É o relato do essencial.

Assim dispõe a impugnada norma:

“Artigo 1º - Institui no calendário oficial de feriados do Município de São José do Rio Preto, a ser comemorado, anualmente, o dia 20 de novembro como o “Dia Municipal da Consciência Negra”.

Artigo 2º - O Poder Executivo Municipal poderá divulgar e realizar eventos comemorativos, no dia 20 de novembro de cada ano, em homenagem aos afros descendentes do Município de São José do Rio Preto.

Artigo 3º - Esta lei entra em vigor na data de sua publicação oficial."

Quanto ao alegado vício formal, pode-se afirmar que a matéria versada na lei impugnada não é de iniciativa legislativa reservada ao Executivo, pois não está contemplada no rol do art. 24, § 2º, 1 a 6, da Constituição Paulista, inexistindo, por esse aspecto, qualquer inconstitucionalidade a ser declarada em razão do impulso parlamentar dado ao projeto que culminou com a edição do ato normativo em epígrafe.

De outro lado, não há, também, violação ao postulado constitucional da independência e harmonia entre os Poderes.

A Constituição do Estado prescreve iniciativa privativa do Chefe do Executivo para leis que versem, em síntese, sobre: cargos, funções e empregos públicos na administração direta e indireta e sua remuneração; criação e extinção de órgãos na administração pública; regime jurídico dos servidores públicos (cf. art.24, §2º, n. 1 a 6 da Constituição Estadual). Reitera a Carta Paulista, em linhas gerais, as limitações contidas no art.61, §1º, inciso II da Constituição Federal.

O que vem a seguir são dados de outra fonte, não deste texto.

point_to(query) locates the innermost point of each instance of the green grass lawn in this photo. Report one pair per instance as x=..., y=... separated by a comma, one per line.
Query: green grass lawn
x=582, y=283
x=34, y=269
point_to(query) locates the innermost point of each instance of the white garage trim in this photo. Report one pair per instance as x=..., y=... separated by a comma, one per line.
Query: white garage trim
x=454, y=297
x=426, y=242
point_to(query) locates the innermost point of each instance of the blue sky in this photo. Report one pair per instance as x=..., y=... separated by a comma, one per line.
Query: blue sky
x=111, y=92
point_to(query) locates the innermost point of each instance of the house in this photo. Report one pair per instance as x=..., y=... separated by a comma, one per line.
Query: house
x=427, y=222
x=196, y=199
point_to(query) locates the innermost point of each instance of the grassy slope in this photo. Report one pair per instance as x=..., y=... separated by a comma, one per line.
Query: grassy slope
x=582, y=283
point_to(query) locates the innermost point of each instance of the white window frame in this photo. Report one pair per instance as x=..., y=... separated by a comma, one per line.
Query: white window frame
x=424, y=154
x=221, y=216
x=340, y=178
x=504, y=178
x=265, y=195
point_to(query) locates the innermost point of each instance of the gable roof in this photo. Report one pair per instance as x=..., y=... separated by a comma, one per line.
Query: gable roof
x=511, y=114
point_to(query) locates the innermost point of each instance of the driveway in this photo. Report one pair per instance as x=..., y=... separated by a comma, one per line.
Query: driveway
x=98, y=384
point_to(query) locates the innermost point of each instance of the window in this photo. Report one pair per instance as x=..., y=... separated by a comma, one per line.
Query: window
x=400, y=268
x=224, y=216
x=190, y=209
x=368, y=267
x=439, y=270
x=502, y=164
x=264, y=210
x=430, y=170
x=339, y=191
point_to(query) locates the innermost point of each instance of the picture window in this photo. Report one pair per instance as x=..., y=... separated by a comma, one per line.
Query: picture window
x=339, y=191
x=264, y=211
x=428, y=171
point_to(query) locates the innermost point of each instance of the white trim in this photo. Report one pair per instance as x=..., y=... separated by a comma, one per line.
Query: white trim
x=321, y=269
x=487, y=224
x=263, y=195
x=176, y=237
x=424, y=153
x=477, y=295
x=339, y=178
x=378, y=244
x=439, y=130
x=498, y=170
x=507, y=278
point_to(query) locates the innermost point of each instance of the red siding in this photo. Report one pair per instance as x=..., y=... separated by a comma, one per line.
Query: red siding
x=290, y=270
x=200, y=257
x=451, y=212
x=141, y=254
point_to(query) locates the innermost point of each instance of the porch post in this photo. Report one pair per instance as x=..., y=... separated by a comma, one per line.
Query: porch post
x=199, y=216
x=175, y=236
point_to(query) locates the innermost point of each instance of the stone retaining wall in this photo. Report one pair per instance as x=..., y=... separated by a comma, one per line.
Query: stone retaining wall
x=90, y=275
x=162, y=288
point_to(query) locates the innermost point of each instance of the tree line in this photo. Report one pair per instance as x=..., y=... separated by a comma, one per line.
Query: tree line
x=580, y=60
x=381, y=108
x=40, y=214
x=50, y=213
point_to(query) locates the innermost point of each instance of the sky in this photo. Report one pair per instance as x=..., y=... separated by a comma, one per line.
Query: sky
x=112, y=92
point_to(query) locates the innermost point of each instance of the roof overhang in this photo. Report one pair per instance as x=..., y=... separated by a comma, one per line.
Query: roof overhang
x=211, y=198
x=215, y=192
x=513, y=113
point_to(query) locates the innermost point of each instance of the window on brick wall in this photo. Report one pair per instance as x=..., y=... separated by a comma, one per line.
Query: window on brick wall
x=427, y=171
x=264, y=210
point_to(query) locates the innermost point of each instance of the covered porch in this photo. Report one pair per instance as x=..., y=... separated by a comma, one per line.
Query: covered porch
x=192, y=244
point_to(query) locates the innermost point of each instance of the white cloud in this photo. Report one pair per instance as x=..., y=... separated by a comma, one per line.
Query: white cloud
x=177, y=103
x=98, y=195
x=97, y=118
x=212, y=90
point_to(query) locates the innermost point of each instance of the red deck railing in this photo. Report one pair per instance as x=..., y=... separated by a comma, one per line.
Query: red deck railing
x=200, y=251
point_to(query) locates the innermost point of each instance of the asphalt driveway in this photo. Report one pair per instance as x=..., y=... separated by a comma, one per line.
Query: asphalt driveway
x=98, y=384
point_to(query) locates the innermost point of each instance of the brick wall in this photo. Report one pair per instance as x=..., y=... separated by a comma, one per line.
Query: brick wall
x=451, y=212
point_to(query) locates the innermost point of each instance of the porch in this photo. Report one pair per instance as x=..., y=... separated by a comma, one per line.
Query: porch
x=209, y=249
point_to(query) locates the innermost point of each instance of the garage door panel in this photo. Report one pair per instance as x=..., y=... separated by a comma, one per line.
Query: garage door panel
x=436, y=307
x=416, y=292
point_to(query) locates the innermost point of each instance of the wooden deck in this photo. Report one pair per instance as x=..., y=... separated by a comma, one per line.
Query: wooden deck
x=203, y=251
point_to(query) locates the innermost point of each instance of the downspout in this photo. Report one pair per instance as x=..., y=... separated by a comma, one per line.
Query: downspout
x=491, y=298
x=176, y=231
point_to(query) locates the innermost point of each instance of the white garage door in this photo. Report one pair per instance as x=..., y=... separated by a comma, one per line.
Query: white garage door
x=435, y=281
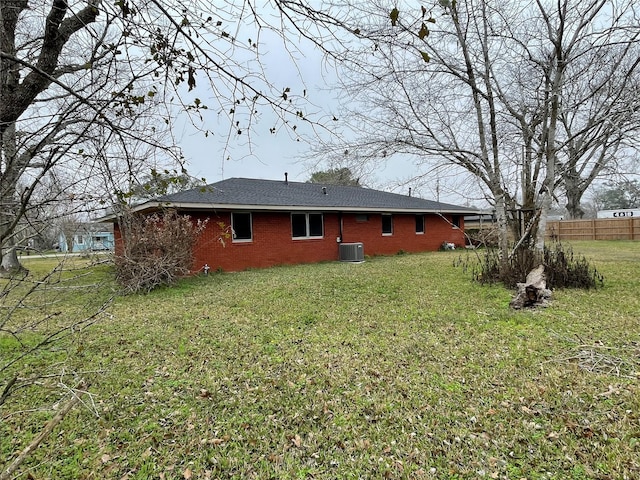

De outro lado, a Constituição do Estado de São Paulo também determina que cabe ao Executivo exercer a direção superior da Administração Estadual, bem como a prática de atos de administração (art.47, incisos II e XIV).

O princípio da independência e harmonia entre os Poderes, adotado expressamente no ordenamento constitucional brasileiro, não coloca o Executivo em posição de preeminência, e o Legislativo em situação de mera coadjuvação. É indispensável vislumbrar a proporcionalidade de forças na formulação das opções políticas do Estado, decorrente do sistema de separação associado aos freios e contrapesos (checks and balances), que Executivo e Legislativo, atuando em suas respectivas esferas de atribuição, possuem a mesma relevância política.

Assim como o Executivo não deve sofrer indevida interferência em sua primacial função de administrar (planejamento, direção, organização e execução das atividades da Administração), o Legislativo não deve ver minimizada sua atividade de legislar. Afinal, em última análise, nosso regime democrático é representativo, e o Poder Legislativo, em sede de elaboração legislativa, reflete a própria voz da vontade popular.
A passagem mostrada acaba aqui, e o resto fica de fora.